These commemorations are part of a research project that investigated the university’s connection to slavery and how the profits from slavery helped fund the school.
Columbia University will acknowledge its ties to slavery and racism by adding historical markers to four residence halls. As reported by Reuters, the digital markers will be installed this fall and could become permanent plaques.
Of the four digital commemorations, two will honor the notable Black students who attended Columbia under difficult circumstances, and two others will acknowledge previously highly-regarded white founders’ associations to slavery.
A plaque at Hartley Hall will celebrate the Black students who lived there in the early 20th century, among them poet Langston Hughes.
Similarly, at Furnald Hall, the memory of Frederick W. Wells, the victim of a 1924 incident involving the Ku Klux Klan who targeted him as the school’s first Black law student living on-campus, will be honored.
Several klansmen wearing robes and hoods shouted racial slurs and burned a seven-foot-tall wooden cross near the dorms where the 24-year-old Tennessean was living.

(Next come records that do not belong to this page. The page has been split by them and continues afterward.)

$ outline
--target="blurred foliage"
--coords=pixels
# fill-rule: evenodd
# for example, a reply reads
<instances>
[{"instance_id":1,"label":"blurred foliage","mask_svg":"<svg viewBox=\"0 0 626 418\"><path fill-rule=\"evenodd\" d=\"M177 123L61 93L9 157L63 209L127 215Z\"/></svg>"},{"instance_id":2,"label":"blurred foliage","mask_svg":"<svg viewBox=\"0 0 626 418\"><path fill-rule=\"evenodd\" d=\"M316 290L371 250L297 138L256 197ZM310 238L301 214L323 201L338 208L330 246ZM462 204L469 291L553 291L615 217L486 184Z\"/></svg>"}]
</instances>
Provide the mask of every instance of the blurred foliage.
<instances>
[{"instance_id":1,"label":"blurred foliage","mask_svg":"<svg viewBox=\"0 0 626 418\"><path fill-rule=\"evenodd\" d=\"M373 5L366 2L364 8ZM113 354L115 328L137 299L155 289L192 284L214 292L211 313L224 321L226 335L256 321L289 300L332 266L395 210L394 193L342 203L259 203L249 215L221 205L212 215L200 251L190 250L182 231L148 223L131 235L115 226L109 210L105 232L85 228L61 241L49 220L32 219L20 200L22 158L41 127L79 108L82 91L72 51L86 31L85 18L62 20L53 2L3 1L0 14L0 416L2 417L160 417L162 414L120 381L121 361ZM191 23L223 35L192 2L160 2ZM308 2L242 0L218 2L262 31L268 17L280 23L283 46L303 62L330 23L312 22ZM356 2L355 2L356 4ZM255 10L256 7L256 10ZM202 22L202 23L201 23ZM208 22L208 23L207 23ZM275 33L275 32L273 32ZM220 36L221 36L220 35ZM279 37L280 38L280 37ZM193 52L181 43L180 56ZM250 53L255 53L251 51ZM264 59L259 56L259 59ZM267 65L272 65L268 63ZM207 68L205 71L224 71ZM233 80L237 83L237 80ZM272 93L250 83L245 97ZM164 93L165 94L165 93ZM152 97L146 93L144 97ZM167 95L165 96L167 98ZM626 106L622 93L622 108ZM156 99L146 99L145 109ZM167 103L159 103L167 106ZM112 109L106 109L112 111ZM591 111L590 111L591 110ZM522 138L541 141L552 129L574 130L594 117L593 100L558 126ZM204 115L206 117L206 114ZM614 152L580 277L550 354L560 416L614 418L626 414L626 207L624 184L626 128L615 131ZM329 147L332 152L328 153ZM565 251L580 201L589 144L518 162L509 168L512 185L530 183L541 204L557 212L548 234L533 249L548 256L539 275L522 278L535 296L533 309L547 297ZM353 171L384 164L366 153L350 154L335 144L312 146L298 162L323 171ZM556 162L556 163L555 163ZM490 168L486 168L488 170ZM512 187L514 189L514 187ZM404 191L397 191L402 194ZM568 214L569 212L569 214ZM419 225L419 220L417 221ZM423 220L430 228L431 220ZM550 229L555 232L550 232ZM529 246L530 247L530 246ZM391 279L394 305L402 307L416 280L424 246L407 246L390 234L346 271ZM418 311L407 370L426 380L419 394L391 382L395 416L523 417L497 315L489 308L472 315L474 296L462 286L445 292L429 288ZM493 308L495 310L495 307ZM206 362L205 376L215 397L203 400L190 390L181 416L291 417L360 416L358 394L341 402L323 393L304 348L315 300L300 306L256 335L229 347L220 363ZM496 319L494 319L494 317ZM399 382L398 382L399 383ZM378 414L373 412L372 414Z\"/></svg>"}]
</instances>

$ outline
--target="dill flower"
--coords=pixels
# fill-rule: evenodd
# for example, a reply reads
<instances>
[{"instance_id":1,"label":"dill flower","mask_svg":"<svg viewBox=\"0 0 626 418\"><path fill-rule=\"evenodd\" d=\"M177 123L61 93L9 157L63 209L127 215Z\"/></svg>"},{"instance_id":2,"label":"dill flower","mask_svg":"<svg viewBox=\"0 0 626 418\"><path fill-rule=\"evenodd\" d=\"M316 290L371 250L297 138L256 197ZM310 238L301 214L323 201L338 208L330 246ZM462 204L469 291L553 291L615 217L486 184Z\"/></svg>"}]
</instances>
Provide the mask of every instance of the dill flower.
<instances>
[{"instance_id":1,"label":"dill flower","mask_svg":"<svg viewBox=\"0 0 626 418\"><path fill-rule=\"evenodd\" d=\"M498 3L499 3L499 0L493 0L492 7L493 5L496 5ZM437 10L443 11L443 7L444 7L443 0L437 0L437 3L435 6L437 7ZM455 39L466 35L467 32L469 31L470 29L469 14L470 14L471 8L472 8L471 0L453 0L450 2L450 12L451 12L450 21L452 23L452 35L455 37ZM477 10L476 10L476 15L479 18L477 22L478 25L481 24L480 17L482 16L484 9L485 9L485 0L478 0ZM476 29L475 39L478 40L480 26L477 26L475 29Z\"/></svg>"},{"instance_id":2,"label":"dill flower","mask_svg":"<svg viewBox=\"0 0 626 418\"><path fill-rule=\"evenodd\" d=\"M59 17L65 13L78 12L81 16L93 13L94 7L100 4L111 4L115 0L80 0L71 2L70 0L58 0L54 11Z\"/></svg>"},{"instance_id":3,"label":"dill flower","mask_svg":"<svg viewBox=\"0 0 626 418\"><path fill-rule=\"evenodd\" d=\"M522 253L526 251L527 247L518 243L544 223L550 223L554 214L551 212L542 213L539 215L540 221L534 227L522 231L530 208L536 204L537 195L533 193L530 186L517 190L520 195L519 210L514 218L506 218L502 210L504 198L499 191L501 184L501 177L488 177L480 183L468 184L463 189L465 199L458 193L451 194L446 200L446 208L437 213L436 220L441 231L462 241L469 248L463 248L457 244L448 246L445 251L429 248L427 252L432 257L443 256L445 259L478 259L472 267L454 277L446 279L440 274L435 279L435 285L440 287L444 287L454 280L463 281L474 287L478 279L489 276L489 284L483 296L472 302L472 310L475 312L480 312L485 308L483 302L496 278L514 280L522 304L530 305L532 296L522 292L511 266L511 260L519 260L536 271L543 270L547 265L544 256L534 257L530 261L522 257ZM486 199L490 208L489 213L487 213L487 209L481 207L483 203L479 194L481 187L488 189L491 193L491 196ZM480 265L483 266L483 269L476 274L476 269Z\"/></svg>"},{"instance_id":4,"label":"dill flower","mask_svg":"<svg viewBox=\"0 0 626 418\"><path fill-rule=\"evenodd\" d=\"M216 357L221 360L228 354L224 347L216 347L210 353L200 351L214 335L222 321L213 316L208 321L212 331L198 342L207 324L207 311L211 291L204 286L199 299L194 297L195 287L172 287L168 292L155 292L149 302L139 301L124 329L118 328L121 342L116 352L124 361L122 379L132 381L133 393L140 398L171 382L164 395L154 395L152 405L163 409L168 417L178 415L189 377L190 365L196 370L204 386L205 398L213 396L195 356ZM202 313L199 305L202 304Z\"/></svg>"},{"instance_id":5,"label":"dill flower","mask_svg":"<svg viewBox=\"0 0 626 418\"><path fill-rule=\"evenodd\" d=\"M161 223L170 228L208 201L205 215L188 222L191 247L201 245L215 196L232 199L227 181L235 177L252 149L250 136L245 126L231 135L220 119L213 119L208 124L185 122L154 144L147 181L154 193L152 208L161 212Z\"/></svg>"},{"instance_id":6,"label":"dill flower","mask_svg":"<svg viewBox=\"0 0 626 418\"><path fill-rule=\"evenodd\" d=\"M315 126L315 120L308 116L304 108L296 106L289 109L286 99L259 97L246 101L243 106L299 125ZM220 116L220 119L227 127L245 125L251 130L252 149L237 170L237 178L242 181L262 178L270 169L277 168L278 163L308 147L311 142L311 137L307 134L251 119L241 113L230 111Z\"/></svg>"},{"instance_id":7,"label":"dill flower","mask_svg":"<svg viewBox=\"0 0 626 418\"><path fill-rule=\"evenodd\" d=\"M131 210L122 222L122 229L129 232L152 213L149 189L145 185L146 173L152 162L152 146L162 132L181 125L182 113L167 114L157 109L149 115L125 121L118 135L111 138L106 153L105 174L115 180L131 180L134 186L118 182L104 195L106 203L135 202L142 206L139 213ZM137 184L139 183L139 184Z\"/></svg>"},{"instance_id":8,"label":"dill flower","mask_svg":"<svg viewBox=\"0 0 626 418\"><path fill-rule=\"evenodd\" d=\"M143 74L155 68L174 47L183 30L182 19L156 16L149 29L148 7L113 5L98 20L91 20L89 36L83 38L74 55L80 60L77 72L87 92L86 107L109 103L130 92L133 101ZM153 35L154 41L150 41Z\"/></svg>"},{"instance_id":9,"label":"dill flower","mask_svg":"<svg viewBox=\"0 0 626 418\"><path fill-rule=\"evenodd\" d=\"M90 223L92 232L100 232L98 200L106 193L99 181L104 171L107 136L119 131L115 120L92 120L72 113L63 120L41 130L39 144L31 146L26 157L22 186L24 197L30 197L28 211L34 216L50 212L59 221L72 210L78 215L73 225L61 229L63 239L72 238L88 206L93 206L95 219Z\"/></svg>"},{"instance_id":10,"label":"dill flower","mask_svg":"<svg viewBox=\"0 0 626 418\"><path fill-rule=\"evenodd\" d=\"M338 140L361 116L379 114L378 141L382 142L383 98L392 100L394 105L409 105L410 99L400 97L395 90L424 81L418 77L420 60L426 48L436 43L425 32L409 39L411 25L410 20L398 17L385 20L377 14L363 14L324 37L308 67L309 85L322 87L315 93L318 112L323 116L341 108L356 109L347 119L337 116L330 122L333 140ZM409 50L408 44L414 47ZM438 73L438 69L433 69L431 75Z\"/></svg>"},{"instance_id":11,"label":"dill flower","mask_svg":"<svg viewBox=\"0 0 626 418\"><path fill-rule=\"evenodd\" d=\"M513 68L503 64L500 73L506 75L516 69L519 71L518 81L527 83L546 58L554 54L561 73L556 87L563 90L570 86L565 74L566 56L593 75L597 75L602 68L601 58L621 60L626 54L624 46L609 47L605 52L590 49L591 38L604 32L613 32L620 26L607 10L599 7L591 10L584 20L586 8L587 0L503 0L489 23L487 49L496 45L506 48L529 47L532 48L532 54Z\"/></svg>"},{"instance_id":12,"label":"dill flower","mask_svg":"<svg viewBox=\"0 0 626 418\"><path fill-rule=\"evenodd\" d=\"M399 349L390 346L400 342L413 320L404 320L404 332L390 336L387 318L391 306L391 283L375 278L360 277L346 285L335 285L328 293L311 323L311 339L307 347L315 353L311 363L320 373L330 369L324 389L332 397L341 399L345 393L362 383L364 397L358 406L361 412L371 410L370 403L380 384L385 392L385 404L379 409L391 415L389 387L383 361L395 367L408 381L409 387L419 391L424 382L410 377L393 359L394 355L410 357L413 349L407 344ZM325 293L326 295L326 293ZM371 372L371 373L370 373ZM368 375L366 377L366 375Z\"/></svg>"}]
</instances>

Markers will also be installed at residence halls John Jay Hall and 50 Haven Avenue (previously named Bard Hall). The notations will acknowledge that John Jay, “Bard owned three people as slaves, according to the 1790 census.” He is now notorious for his 1776 New York Gazette advertisement which offered a $10 reward for the return of a formerly enslaved man named James who had escaped.
These commemorations are part of a research project that began in 2015 at the behest of Columbia University President Lee Bollinger. The project investigated the university’s connection to slavery and how the profits from slavery have helped fund the school.
The project gained momentum following the murder of George Floyd at the hands of the police in May 2020.
The Ivy League school joins a list of educational institutions that have recognized their historic links to slavery, including Harvard Law School, Rutgers University, the University of Mississippi and the University of South Carolina.
“These markers are an invitation for us to talk about the complicated legacies of namesakes and the complicated ways in which blood money from slavery is woven into old institutions like Rutgers,” Rutgers President Jonathan Holloway said in a statement.